3 easy steps for small business owners to start succession planning
Who will take on your business? It’s a question many experienced entrepreneurs must wrestle with to keep their business and family legacy alive. Here are a few ways to start.
Pioneer Linens has survived hurricanes, recessions, and a seasonal economy for four generations. While beachy weather has come and gone in that time, someone from Penny Murphy’s family has remained at the helm of the fine linens retailer in downtown West Palm Beach, Florida, for more than 111 years.
Longevity is a hallmark of many family-owned small businesses, but it takes planning. Deciding who succeeds in leading the enterprise and how they do it are critical to continuing the founder’s entrepreneurial legacy.
“I believe my children are as committed to this business as my father, my grandfather, and I have been,” said Murphy, owner and president of Pioneer Linens. “We have a beautiful store and a beautiful product, and we’ve worked hard to earn a good reputation. I think they’d be happy to [take it on].”
Here are three succession planning tips for family-owned businesses — or any small business looking to foster future leaders and extend its life.
1. Define job roles
The first secret to working alongside any loved one is defining roles and responsibilities. When it comes to succession planning, that may be an ongoing conversation, as a suitable heir or heirs take on more authority, grow their skills, or form their own life goals.
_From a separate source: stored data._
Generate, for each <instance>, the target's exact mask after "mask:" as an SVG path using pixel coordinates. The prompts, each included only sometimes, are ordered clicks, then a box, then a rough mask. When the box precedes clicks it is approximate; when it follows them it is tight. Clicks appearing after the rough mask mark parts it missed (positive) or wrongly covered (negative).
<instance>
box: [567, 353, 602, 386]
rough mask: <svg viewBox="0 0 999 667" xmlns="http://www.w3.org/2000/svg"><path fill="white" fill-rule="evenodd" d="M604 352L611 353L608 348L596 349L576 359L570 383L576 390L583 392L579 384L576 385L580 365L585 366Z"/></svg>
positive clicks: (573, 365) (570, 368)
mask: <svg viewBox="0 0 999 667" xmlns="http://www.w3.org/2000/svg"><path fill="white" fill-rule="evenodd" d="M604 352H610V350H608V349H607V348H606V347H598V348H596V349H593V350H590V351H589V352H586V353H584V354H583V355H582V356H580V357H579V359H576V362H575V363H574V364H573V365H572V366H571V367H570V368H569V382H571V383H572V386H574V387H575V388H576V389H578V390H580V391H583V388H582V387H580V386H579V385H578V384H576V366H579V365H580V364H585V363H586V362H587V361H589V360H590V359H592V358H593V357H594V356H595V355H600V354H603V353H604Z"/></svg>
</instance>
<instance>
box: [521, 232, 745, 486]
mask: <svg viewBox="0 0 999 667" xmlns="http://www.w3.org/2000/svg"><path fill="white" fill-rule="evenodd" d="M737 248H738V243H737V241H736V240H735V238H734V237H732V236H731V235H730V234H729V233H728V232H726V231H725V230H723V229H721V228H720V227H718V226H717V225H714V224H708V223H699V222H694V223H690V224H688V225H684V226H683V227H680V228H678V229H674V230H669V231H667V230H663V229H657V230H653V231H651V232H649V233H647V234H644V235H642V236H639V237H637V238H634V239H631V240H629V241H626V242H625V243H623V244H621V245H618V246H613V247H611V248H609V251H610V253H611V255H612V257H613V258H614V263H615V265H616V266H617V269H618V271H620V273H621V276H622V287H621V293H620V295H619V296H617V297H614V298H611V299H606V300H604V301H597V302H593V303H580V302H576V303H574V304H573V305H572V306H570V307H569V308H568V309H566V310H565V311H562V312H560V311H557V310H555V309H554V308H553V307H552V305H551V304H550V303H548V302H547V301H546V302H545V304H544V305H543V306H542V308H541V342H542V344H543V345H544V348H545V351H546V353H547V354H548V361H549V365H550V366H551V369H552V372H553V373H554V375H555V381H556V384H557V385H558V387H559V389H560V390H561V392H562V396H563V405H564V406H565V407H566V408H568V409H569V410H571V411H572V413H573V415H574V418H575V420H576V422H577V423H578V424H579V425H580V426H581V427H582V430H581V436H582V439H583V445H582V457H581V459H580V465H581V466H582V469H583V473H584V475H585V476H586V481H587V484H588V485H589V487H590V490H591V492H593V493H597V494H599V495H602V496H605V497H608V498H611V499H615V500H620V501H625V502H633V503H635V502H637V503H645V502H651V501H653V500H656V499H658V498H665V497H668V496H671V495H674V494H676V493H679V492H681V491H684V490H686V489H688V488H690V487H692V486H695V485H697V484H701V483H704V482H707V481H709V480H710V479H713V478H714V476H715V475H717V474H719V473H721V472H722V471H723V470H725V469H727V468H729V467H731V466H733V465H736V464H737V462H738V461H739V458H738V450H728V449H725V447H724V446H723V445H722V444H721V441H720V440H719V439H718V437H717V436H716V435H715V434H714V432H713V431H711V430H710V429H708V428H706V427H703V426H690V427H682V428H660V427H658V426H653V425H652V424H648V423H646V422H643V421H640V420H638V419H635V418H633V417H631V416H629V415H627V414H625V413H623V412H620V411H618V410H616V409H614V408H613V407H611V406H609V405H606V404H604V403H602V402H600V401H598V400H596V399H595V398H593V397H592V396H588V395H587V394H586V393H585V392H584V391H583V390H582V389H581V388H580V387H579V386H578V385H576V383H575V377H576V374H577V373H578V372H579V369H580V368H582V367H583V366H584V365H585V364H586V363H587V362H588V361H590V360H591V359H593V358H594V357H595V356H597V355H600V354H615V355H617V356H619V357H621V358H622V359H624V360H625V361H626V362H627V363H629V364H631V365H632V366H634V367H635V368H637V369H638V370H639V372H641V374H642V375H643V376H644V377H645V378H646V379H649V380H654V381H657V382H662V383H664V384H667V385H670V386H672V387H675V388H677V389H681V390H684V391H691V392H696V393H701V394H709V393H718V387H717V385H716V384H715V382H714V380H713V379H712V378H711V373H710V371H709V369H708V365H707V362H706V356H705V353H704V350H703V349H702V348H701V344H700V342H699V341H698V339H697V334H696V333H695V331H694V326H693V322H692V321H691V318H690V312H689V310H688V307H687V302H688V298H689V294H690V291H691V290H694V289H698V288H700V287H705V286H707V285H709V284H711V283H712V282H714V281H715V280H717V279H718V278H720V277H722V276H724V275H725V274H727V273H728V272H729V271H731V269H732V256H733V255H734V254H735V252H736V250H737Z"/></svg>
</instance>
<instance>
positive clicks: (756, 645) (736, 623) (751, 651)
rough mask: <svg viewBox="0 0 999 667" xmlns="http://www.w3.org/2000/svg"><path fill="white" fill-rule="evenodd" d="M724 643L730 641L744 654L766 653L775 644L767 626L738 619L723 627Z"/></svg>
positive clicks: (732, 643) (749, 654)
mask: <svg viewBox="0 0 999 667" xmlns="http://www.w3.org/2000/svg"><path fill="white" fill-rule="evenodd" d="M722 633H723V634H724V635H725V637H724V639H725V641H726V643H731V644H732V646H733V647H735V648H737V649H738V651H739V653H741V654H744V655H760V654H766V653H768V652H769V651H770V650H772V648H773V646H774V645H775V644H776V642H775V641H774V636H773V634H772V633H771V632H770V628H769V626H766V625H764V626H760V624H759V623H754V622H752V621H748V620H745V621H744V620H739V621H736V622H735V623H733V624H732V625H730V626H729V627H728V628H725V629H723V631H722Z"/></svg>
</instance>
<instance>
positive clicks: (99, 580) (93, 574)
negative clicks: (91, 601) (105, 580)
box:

Clear communication won’t just prevent headaches, it will support your succession plan. Ask yourself: What does the next generation bring to the table and what experiences do they need for future leadership? Build a timeline of potential advancement from there.
“If you don’t define roles, you’ll never be able to ascertain who is truly ready to take on the business,” said Bob Marshall, a national business development executive with Wells Fargo’s Small Business Development Group. “Some people are good at business development. Some people are good at finances. Some people are good at operations. But the next leader must know all three to run the business.”
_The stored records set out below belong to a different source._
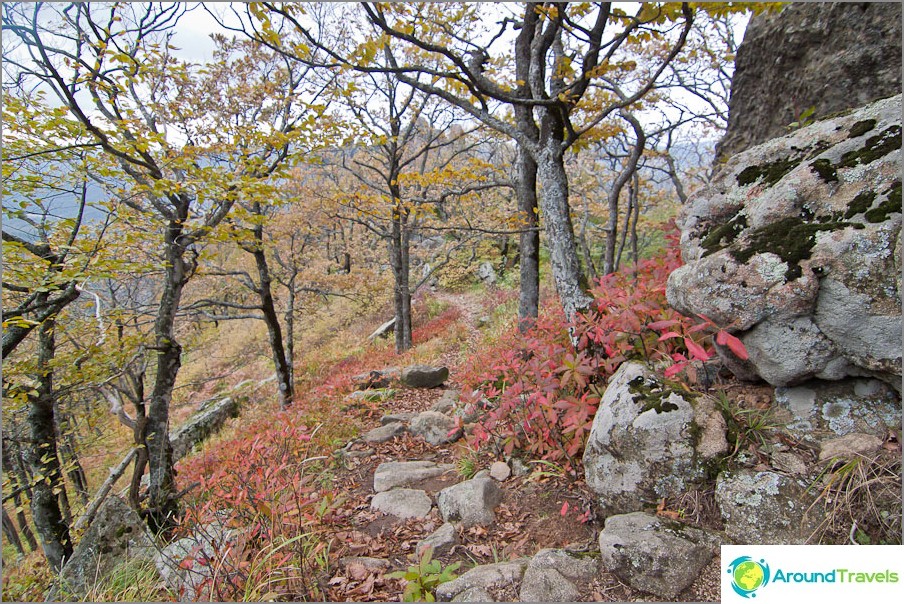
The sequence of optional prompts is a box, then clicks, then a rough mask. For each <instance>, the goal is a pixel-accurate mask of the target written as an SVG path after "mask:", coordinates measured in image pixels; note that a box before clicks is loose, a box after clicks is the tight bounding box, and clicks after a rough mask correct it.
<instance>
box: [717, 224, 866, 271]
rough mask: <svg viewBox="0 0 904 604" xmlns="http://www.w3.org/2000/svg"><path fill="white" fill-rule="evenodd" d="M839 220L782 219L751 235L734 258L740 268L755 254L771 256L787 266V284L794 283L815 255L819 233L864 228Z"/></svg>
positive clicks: (859, 226) (737, 249)
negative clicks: (742, 265)
mask: <svg viewBox="0 0 904 604" xmlns="http://www.w3.org/2000/svg"><path fill="white" fill-rule="evenodd" d="M839 218H840V217H838V216H828V217H823V218H821V219H817V220H819V221H818V222H805V221H804V220H803V219H802V218H799V217H797V216H792V217H789V218H783V219H782V220H779V221H778V222H774V223H772V224H770V225H767V226H764V227H762V228H759V229H756V230H755V231H753V232H752V233H750V235H749V242H748V243H747V245H746V246H743V247H741V248H740V249H736V250H731V252H730V253H731V256H732V257H733V258H734V259H735V260H736V261H738V262H739V263H740V264H744V263H746V262H747V261H748V260H750V259H751V258H752V257H753V256H754V255H756V254H763V253H766V252H771V253H773V254H775V255H777V256H778V257H779V258H781V259H782V261H783V262H785V264H787V265H788V269H787V270H786V271H785V281H786V282H788V281H793V280H794V279H797V278H799V277H800V276H801V275H802V274H803V271H802V270H801V268H800V263H801V261H803V260H807V259H809V258H810V256H811V255H812V250H813V246H814V245H816V233H818V232H819V231H837V230H838V229H842V228H845V227H849V226H851V227H854V228H857V227H860V228H862V227H863V225H861V224H856V223H851V222H844V221H842V220H839Z"/></svg>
While it was important for Murphy to let her kids forge their own paths in life, when they eventually wanted to join the family business after graduating college and starting careers, she created positions for them based on the company’s needs, mainly sales and operations. Over time, her two daughters have found ways to step up, such as becoming a buyer and creating a private label, Pioneer Linens Signature Collection. Growing their web presence with social media was also necessary.
“Part of why a business is going to succeed is how creative that next generation is,” she said.
2. Use outside experts
When love and money mix, conflict is often a concern. A third party can step in to alleviate friction, draft a formal succession plan, or coach a next-generation business owner. Just be intentional about who you’re talking to and why.
Your business banker can help, though they may be limited to working with authorized representatives. And your company’s lawyer may only represent the business, the CEO, or certain leaders. Depending on your business, a financial advisor, succession planning consultant, or estate planning professional may be able to holistically address your needs and those of your family and your business.
“You need people who don’t have skin in the game,” Marshall said. “This is not a legal matter, necessarily. It’s organizational. It’s a personal matter.”
Murphy has worked with an attorney on a potential succession plan and a business coach to help her family through challenging times.
“There are so many variables right now as to what’s going to happen [with Pioneer Linens] and what [my daughters] want to do,” she said.
3. Create a plan together
Making a succession plan can be tough. It can cause conflict or force tough family or money conversations, Marshall said, but the work can be worth it.
By making sure your wishes are enacted after you step down or pass on, a formal succession plan guides your business through a transition and extends its life. Yet only about a third of family-owned businesses have a “robust, documented, and communicated” succession plan, according to a 2021 PWC survey.
“What happens to [the rest]? They may die out because there’s no plan,” Marshall said. “Think of it like a will. It’s not important until you need it. If you put off creating that formal plan and committing it to paper, then you’re at risk of losing one of the most prized possessions of your life.”
When control of Pioneer Linens was quickly passed to her, Murphy didn’t have much training to lead the business. She was, however, inspired by a goal of celebrating the store’s 100th birthday to keep it running. Now, more than 111 years after it opened, Murphy is weighing paths forward. If she decides to pass the business on, Murphy has raised the fourth generation to be ready.
“I’m certainly confident that if I decided that I wanted to have them [take on the store], that they’d be incredibly successful at doing it,” she said. “They’ve learned a lot. They’re smart. They’re very hard workers and very dedicated. Not only that, but they have that pioneer spirit that is part of their legacy.”